The Air Force, however, was still more interested in the XLR10, and on 4 February 1955 it asked Reaction Motors for additional information on that engine. On the same day, however, Reaction Motors and the X-15 Project Office held a meeting during which the company detailed a significant development program to man-rate the XLR-10 for the X-15. Given the development effort required for either engine, the company believed the XLR30 would ultimately be a better engine. After a meeting between the Air Materiel Command and the X-15 Project Office, the government advised Reaction Motors to "make all further estimates on the basis of the XLR30’s development." [6]
Concurrently, the Air Materiel Command had also been in discussions with the other three engine manufacturers. The fact that the other manufacturers showed a somewhat lower level of interest than Reaction Motors is understandable-after all, Reaction Motors engines had powered most of the rocket-equipped X-planes since the original XS-1. In fact, by this time North American had already requested that the Air Force withdraw the NA-5400 from consideration. On 18 March 1955, the Air Force supplied the prospective airframe contractors with the specifications on the three remaining engines. The Air Force expected that a flight engine would be available to the winning contractor within 30 months.-^
The X-15 Project Office released its analysis of the data provided by the engine manufacturers on 22 March 1955. One of the comments was that generating the necessary 50,000 lbf would require multiple Bell and Aerojet engines. The X-15 Project Office made clear that the final engine was not a production item, and that the amount of available propellants was the only limit to the operating time of the engine.[8]
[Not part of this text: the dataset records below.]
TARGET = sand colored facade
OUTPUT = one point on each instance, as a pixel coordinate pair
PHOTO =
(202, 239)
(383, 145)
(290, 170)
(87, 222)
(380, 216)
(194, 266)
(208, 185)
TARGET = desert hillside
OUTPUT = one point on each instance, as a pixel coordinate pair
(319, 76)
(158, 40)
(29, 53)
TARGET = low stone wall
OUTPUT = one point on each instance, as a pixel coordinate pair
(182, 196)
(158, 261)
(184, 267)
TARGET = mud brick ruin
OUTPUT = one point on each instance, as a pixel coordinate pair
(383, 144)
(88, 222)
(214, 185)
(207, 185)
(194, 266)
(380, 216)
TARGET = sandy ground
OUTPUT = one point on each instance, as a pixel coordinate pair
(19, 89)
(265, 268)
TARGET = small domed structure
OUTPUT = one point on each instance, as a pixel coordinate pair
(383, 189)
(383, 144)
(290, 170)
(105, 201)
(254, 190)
After much discussion, the Air Force decided to release a request for proposal for the X-15 engine that was separate from the airframe competition. On 26 April, Headquarters ARDC requested that "the engine program be subjected to a final critical review apart from, but concurrent with the evaluation of the airframe proposals." The Power Plant Laboratory, NACA, and Navy would complete their engine evaluations by 12 July. The evaluation was to come to one of three conclusions: 1) that one engine was so superior to the others that its use would be mandated, 2) that one engine was so inferior that its use would be forbidden, or 3) that all of the engines were so nearly comparable that the choice would be left to the airframe contractor. The WADC scheduled the final engine evaluation meeting for 28 June, although this later slipped to 67 July.[9]